Прослышали про то новгородцы, навалились на дружину Васькину, да так, что от нее пух и перья полетели. Все обиды разом припомнили, сторицей расплачиваются. Куда ни сунутся молодцы, везде-то их прием желанный ожидает. Надо б за вожаком своим сбегать, да где там - запрудила толпа улицы, не пущает с площади. И чем дальше, тем пуще раззадоривается. Одно спасает, - в эдакой толчее новгородцы не столько Васькиных, сколько своих лупят. Ан надолго ли, спасение такое? Уже и половины на ногах не осталось...
Ниоткуда возьмись, девка-чернавка с ведром посреди драки очутилась. Идет себе к Волхову, будто нет вокруг никого. Разве что не напевает... Взмолился кто-то из Васькиных, помоги, мол, сбегай до Буслаевича, пущай как сможет, а приходит, потому, совсем мочи нету. Где уж тут подумать, кто такая да откуда взялась. Совсем разум кулаками вышибло. А утопающий, известно, что протянули, за то и схватится.
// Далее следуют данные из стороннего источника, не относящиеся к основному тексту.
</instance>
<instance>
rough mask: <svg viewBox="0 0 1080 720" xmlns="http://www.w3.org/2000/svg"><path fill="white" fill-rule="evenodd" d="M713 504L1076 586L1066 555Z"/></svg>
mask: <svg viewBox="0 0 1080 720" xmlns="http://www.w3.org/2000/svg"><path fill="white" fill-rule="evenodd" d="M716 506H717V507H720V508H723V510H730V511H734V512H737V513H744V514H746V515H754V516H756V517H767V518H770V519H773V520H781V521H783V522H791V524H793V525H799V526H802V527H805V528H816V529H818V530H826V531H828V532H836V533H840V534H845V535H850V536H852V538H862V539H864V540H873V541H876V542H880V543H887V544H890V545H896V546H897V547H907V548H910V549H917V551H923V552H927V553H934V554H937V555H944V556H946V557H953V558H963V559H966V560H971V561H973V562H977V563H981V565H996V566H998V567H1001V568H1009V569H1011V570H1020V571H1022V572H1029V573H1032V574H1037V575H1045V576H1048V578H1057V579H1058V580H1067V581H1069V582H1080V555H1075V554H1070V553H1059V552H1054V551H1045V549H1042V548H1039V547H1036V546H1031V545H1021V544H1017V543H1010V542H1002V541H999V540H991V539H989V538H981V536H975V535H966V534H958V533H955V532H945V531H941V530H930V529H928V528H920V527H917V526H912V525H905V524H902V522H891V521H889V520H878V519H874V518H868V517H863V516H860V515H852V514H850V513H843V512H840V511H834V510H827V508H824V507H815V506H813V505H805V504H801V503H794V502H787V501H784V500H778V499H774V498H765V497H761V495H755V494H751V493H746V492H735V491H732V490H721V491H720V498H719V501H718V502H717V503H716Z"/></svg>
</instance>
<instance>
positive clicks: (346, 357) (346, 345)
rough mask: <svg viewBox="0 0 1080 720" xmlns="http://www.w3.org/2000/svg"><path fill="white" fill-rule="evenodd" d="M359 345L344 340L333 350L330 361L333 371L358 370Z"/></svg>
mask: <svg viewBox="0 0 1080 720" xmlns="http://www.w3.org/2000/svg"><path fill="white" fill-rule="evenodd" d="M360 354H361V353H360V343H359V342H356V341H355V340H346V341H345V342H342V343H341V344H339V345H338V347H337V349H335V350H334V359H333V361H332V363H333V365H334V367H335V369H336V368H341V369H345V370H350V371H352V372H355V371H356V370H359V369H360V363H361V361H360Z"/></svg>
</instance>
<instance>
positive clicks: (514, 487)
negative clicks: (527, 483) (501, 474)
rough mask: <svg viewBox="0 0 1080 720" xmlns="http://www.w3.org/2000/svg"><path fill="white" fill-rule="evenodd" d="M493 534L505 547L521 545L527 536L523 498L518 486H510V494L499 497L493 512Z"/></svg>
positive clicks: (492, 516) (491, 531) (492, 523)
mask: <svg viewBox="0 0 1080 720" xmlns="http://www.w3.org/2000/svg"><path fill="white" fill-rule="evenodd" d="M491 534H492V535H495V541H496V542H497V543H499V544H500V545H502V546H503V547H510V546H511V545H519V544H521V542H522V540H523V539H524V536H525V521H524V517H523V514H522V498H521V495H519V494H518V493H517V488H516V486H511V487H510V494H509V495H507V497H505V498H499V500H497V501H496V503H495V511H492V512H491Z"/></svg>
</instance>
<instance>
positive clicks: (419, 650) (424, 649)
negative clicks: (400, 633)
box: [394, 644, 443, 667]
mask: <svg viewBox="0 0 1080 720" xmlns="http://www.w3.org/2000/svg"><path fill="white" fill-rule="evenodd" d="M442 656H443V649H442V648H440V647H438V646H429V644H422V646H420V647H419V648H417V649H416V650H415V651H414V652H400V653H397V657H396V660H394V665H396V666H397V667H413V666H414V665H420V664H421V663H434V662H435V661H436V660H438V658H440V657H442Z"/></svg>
Улыбнулась девка, повернулась и пошла себе не спеша, только как коромыслом своим поведет слегка, народишко от того в стороны, что твои лягвы на болоте от камешка брошенного, разлетается.
Добралась до дому Васькиного, отомкнула замок на погребе, пока матушка его не видела, да и говорит:
- Спишь ли, Васенька, али так лежишь? Подымайся, добрый молодец, собирайся скоренько. Люди-то новгородские, всю твою дружину как есть положили...
Спохватился Васька, выскочил из погреба, глянул по сторонам, выхватил у девки коромысло, саму в сторону отпихнул - и на площадь помчался, своим на выручку.
Бежит, а навстречу ему та самая девка, у которой он коромысло добыл.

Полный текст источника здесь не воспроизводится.